La Teoría de los Dos Poderes o de las Dos Espadas

Un rey o un emperador cristiano ejerce, como hemos mencionado, un oficio, un ministerio, y por ello, la Iglesia, y más aún el Papa, como auténtico vicario de Cristo en la tierra, tiene derecho a intervenir, en caso de que el mismo no cumpla con dicho ministerio.

Ahora bien, Gelasio I (492 - 496) distingue entre potestas - que ostentan los emperadores - y la auctoritas - que pertenece a los papas -: El poder laico tiene poder para hacer, pero los papas tienen autoridad moral para censurar las actuaciones de los poderes laicos. Surge así la teoría de los dos poderes o las dos espadas, por la cual, si bien la Iglesia y el Papado obedecen las leyes promulgadas por el Emperador, éste ha de respetar la autoridad del Papado en lo tocante a cuestiones de orden religioso y moral - como por ejemplo, el nombramiento de los obispos por parte del Papa, origen de la conocida como Querella de las Investiduras -.

Así lo pone de manifiesto en su carta al emperador Anastasio: «Hay dos poderes que gobiernan el mundo: la autoridad sagrada de los pontífices y la potestad regia. [..] Tú sabes, mi muy clemente hijo, que si gobiernas al género humano por tu dignidad, inclinas sin embargo la cabeza ante los prelados en las cosas divinas [...], (has de) estar sometido al orden religioso más que dirigirlo, [...] y si en todo lo que concierne al orden público los prelados reconocen la autoridad del imperio, - que, (no obstante), ha sido conferido por una disposición sobrenatural, (es decir, por Dios) -, y han de obedecer sus leyes [...], con más razón debe(s) obedecer al prelado de esta sede (Roma) que la divinidad suprema ha querido poner a la cabeza de todos los padres» .

Los Estados Pontificios

Ahora bien, mantener la independencia del Papa respecto a los poderes laicos, exigía también autonomía material y jurídica: El Papa no podía ser súbdito de ningún monarca, dado que era padre y árbitro de todos. Surge así, supuestamente a finales del S. V,  la "Leyenda de San Silvestre" y la Donación de Constantino: En un contexto en el que la doctrina gelasiana ganaba fuerza, nace esta leyenda que relata la conversión de un Constantino que, arrepentido de sus pecados, se arroja a los pies del papa y se despoja de los emblemas imperiales, entregando al pontífice lo que después será conocido como Estados Pontificios.
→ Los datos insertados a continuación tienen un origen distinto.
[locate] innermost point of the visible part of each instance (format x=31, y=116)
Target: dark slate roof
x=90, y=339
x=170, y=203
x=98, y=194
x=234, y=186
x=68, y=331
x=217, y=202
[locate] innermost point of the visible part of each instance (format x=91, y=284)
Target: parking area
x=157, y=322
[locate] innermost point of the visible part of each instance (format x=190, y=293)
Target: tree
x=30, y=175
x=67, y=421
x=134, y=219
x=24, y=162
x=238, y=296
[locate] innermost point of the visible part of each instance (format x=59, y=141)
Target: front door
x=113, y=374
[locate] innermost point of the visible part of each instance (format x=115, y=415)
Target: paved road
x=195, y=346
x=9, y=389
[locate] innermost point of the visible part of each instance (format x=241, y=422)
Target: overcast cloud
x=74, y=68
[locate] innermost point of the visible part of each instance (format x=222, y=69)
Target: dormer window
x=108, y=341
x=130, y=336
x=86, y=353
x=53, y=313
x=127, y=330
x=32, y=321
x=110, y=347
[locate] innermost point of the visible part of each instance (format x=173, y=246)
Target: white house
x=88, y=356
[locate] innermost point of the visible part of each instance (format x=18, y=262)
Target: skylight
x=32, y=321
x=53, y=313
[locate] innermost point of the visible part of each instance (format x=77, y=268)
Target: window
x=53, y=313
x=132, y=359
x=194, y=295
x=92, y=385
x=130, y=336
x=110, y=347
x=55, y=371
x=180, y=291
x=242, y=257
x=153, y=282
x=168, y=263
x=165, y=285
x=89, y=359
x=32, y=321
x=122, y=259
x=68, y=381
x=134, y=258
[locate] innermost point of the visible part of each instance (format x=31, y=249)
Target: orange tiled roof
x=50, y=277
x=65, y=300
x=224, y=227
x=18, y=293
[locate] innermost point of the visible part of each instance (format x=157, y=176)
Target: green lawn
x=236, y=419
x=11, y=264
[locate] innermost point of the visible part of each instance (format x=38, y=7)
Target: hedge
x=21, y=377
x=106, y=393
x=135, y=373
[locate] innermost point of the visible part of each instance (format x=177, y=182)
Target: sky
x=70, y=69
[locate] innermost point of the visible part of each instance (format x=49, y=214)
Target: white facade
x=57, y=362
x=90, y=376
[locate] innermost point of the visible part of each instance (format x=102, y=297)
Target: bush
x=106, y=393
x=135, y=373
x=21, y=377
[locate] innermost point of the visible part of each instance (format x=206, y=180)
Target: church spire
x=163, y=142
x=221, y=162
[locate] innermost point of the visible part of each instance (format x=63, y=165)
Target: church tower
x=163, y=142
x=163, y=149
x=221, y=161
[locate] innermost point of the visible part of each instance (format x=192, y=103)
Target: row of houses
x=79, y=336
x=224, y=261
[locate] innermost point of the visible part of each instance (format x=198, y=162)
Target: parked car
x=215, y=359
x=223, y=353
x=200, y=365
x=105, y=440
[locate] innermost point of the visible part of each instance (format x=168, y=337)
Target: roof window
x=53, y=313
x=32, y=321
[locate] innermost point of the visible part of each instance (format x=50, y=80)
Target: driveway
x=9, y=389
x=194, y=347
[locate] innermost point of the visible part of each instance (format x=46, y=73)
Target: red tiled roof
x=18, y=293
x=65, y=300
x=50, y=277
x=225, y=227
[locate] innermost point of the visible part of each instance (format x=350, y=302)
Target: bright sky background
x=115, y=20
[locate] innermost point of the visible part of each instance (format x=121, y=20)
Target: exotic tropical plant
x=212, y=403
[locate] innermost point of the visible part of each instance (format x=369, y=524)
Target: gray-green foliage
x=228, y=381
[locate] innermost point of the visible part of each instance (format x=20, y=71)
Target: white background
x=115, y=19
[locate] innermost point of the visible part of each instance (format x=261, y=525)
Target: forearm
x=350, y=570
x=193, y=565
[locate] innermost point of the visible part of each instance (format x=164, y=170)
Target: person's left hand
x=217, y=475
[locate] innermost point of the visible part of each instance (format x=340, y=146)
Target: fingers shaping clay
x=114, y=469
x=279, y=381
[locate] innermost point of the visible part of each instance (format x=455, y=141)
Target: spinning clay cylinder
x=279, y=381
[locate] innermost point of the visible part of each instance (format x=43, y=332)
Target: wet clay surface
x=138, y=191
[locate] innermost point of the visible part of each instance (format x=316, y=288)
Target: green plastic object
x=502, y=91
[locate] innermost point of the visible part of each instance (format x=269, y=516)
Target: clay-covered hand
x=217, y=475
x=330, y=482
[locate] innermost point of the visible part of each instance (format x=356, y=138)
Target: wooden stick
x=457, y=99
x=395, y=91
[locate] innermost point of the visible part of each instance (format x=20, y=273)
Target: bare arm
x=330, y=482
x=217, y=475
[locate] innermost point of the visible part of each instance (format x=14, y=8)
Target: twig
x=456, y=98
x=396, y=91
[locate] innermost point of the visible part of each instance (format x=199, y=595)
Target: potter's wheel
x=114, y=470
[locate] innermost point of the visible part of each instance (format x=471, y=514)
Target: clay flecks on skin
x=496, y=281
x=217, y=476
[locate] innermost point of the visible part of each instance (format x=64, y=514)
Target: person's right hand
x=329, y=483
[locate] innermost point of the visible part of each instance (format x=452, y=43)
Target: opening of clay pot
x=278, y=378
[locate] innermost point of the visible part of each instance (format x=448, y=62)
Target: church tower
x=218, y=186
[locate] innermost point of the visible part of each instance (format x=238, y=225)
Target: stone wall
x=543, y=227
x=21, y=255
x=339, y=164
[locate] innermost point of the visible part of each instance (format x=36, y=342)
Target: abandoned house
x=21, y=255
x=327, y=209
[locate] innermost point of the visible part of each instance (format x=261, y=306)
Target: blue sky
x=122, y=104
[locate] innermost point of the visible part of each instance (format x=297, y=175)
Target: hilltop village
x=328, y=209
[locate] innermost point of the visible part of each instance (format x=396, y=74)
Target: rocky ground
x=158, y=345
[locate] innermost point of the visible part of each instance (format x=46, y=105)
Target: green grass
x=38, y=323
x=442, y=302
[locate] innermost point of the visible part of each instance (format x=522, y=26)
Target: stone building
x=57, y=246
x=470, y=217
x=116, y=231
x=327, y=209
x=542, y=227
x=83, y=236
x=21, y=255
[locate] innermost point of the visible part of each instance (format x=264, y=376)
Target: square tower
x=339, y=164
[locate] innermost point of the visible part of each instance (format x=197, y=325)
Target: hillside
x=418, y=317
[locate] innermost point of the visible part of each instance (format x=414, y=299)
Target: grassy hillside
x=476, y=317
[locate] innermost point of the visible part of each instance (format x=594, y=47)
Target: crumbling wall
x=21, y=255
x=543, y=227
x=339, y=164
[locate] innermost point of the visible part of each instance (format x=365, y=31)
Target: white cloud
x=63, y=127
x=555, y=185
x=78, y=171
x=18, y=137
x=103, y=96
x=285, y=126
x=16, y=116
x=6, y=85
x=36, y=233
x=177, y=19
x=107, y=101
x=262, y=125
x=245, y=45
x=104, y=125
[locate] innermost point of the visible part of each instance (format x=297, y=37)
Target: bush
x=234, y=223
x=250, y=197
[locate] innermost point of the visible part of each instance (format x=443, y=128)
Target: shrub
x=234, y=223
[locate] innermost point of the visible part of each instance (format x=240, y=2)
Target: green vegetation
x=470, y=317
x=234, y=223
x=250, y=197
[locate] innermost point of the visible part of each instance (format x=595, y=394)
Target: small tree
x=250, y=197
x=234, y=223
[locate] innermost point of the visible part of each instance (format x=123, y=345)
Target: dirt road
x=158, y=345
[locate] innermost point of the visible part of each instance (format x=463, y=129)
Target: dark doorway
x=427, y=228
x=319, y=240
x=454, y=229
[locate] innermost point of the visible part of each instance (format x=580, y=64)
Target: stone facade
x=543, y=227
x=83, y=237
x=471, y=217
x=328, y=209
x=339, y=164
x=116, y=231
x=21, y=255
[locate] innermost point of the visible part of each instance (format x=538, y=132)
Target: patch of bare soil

San Gregorio MagnoA fin de asegurar las bases materiales de los Estados Pontificios, y con ello, la autonomía respecto a los poderes laicos, el Papado, especialmente desde Gregorio I Magno, preocupará dotarse de tierras, especialmente a partir de donaciones voluntarias de los fieles.

Será también Gregorio I el que impulse la actividad misionera, logrando con ello, constituir nuevas sedes episcopales, ligadas directamente al pontífice y con capacidad para contrarrestar a las sedes orientales, refractarias a aceptar la autoridad romana. Así mismo, se preocupará de estrechar lazos religiosos, políticos y jurisdiccionales de las nacientes monarquías germánicas, especialmente con los reyes francos, a fin de sacudirse la dependencia respecto a los emperadores de Oriente, llegando los Papas a arrogarse la potestad de coronar emperadores, en tanto en cuanto, según la leyenda de San Silvestre, habría sido precisamente el Papa, el que habría recogido las insignias imperiales que Constantino arrojara.